線量計と権威構造(NYT)

承前*1

KEN BELSON “Japanese Find Radioactivity on Their Own” http://www.nytimes.com/2011/08/01/world/asia/01radiation.html


福島県内を中心に、市民が自ら線量計によって身近な土地の放射線を測定する実践が拡がっていることが紹介されている。これはBelson記者によれば、官僚制(お上)の権威への素朴な信頼という日本人の精神性の変動の兆しということになる。副島隆彦ちぇんちぇーによれば菅伸子を通じて菅直人をコントロールしていることになっている(笑)*2ジェラルド・カーティス氏のコメントを含む部分を切り取っておく;


Such activism would barely merit comment in the United States, but it is exceptional in a country where people generally trust their leaders to watch out for them. That faith has been eroded by a sense that government officials have been, at best, overwhelmed by the enormousness of the disaster, and at worst, hiding how bad things are.

“They don’t riot and they don’t even demonstrate very much, but they are not just sitting on their hands, either,” said Gerald Curtis, Burgess Professor of Political Science at Columbia University and a longtime Japan expert. “What the dosimeter issue reveals is that people are getting more nervous rather than less about radiation dangers.”

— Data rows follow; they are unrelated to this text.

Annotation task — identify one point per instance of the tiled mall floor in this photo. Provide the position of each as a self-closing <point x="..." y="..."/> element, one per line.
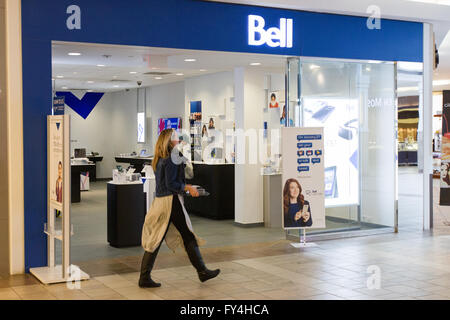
<point x="412" y="266"/>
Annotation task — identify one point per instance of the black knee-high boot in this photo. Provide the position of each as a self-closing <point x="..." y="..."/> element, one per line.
<point x="145" y="279"/>
<point x="197" y="261"/>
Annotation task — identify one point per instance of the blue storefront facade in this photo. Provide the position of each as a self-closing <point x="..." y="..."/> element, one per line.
<point x="181" y="24"/>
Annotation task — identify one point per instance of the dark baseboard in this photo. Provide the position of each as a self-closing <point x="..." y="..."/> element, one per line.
<point x="248" y="225"/>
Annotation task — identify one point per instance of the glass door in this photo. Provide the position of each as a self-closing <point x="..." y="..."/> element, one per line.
<point x="355" y="103"/>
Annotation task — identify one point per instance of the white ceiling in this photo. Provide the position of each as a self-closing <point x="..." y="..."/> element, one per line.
<point x="83" y="72"/>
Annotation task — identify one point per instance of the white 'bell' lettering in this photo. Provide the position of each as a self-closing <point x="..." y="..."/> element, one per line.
<point x="273" y="37"/>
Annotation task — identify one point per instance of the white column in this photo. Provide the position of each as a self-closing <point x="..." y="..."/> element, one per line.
<point x="249" y="102"/>
<point x="428" y="54"/>
<point x="15" y="135"/>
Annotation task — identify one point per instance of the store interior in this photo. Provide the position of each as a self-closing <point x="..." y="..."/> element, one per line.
<point x="148" y="89"/>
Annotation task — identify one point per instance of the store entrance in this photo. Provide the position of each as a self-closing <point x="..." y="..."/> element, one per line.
<point x="119" y="99"/>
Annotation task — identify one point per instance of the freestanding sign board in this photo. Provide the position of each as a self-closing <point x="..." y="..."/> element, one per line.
<point x="58" y="199"/>
<point x="303" y="179"/>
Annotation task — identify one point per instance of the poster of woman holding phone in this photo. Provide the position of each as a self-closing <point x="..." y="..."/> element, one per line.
<point x="297" y="211"/>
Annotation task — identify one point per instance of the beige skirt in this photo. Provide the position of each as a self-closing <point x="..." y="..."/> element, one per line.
<point x="156" y="222"/>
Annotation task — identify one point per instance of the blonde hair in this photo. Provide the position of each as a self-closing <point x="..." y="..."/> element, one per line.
<point x="162" y="147"/>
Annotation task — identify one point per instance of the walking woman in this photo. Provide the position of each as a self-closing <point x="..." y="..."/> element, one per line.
<point x="167" y="218"/>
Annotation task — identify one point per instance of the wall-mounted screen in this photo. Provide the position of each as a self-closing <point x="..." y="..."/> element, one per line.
<point x="167" y="123"/>
<point x="141" y="127"/>
<point x="339" y="117"/>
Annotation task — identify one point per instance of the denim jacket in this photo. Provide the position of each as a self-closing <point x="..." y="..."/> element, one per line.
<point x="169" y="177"/>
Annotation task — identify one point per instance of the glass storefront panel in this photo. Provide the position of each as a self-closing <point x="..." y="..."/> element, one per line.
<point x="355" y="103"/>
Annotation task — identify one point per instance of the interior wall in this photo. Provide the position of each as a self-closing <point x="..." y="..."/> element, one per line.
<point x="110" y="129"/>
<point x="249" y="101"/>
<point x="4" y="207"/>
<point x="215" y="91"/>
<point x="163" y="101"/>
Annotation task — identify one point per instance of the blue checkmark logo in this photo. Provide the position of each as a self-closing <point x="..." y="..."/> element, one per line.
<point x="84" y="106"/>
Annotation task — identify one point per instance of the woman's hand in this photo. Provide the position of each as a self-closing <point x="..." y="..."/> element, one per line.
<point x="192" y="190"/>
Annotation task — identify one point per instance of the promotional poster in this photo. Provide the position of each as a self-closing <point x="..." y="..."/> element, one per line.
<point x="56" y="151"/>
<point x="444" y="199"/>
<point x="339" y="117"/>
<point x="303" y="176"/>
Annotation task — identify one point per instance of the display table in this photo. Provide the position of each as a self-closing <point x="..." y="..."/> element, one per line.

The corrosion of trust, at first aimed at faceless bureaucrats and lawmakers in distant Tokyo, now includes governors, mayors and city councils as well, a potentially unsettling trend because it pits neighbors against neighbors. That trust may also be hard to restore: under pressure from concerned citizens, bureaucrats in Tokyo have expanded their monitoring, but many people doubt that the government’s standards are safe or that officials are doing a thorough enough job of testing.